In terms of user interaction, there is at any moment a single "active element" of the application tree, and events are forwarded from the UI to this element in the usual way -- how the Narrative Programming Framework (NPF) interacts with UI is treated in detail in Chapter ???, with emphasis on the Qt framework. Because each element knows its place in the tree (via a pointer to its parent) and knows about the root of the tree, each element is well-placed to have enough information to behave intelligently. One of the most difficult aspects of OO programming is making sure that encapsulation and modularization does not hide information from places where you really need it.

The full NP analysis of a drawing editor is covered in detail in a later chapter, but it should be clear from this example that at least some interesting applications can be expressed as a tree structure, and any tree structure can be expressed as an XML DTD.

There are two questions that remain to be answered. Where do DTDs come from? And how do we generate code out of a DTD?

The short answer to the first question is use case analysis. The second question really doesn't have a short answer, but the general idea is that each element that is defined in the DTD corresponds to a class, and the attributes of the element correspond to simple member variables of that class. The content model of the class is dealt with via a generic tree structure that is described in Chapter ???.

Advanced Warning About State

Most applications have two aspects to their structure: data, and state. The data are the stuff the application is working on, and the state is the current condition of the application: what features are inactivated, whether anything is being dragged, and so on. It should be pretty clear that the application data can be described as a structured document. It turns out that application state can be described as a (different) structured document as well -- this is because each state of an application typically has a few allowed states that can come after it, and so the allowed successors start to look a lot like the content model of an XML element.

I don't want to confuse the issue at this point, but keep in mind that there is even more to this stuff than is described in the next chapter. The NP state framework is described in detail in chapter ???, as well as in the examples. It is possible to build powerful applications without using the state framework, but for many applications -- especially servers -- having the ability to explicitly represent state is a real plus.

Summary

This chapter has introduced the core idea of Narrative Programming: that software applications can be designed as trees, and trees can be viewed as structured documents, so applications can be viewed as structured documents and therefore described by XML DTDs.

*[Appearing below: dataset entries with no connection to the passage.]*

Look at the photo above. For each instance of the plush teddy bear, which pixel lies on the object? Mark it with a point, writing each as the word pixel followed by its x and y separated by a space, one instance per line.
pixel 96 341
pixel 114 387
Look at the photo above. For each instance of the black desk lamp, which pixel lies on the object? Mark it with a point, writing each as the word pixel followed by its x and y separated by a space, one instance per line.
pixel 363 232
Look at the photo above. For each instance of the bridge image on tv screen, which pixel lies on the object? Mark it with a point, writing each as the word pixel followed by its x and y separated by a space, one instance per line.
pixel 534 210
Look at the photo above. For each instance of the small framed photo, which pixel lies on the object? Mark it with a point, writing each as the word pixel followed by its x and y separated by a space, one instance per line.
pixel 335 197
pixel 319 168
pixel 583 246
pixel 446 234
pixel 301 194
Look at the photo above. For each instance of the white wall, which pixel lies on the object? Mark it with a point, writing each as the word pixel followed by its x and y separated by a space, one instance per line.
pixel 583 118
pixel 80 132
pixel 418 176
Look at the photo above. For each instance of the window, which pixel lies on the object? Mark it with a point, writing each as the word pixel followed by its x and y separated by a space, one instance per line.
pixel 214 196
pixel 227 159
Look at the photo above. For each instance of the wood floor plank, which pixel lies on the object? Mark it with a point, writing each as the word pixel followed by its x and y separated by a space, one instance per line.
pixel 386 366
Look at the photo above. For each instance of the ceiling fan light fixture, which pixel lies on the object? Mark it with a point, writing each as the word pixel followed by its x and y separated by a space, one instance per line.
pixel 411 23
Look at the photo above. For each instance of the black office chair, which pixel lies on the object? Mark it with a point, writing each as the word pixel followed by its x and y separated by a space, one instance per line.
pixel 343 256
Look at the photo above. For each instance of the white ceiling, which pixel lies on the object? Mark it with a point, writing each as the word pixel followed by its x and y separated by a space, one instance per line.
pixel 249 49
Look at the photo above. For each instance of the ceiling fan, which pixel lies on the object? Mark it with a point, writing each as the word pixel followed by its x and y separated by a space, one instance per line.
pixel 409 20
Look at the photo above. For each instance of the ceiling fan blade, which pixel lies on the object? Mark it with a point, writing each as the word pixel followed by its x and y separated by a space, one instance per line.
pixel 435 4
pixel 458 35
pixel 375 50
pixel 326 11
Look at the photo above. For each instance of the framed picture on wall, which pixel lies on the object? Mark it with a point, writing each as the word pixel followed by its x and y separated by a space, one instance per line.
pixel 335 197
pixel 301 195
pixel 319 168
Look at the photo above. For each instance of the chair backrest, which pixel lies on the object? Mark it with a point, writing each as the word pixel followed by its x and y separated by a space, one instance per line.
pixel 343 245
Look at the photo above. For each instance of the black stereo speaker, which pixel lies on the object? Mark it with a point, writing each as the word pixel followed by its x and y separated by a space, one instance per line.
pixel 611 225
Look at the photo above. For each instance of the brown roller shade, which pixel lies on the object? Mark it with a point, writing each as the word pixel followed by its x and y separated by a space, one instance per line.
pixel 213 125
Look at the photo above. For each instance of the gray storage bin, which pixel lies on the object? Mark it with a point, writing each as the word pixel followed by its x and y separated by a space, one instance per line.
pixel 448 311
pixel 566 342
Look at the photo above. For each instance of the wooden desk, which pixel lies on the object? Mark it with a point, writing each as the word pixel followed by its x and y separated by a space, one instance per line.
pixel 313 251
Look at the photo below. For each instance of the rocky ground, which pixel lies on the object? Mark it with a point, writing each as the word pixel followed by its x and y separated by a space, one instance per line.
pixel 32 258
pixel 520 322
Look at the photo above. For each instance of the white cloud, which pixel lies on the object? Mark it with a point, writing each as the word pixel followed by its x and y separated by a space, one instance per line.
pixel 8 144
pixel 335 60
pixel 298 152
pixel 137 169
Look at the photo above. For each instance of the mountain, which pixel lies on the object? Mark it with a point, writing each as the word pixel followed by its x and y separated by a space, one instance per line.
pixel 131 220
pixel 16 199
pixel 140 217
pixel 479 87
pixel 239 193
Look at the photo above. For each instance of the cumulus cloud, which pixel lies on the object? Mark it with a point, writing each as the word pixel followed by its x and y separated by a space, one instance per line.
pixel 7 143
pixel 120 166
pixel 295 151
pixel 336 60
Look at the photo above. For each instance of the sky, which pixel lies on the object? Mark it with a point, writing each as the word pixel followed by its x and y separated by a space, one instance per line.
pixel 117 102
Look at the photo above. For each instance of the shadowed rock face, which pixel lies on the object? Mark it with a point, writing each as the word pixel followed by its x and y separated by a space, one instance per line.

This means that Narrative Programming is capable of producing well-structured applications, and the structured document metaphor is simple, concrete and powerful. It should therefore help developers maintain the conceptual integrity of the application in the face of real world pressures. NP also fulfills many of the constraints set out in Chapter 1 on an ideal software analysis, design and development methodology: it is based on a simple, intuitive metaphor that makes it easy to learn. It provides immediate benefits in the form of serializable classes. As we will see in the following chapters, which introduce the narrative programming framework, it can be used to model a small part of an application at the price of adding in a few standard base classes, so you don't have to re-engineer your entire development organization to realize the benefits of NP.

It still remains to be seen how to turn all this theory into a set of concrete tools for application analysis, design and development. This will be the focus of the next chapters, which introduce the Narrative Programming Framework (NPF).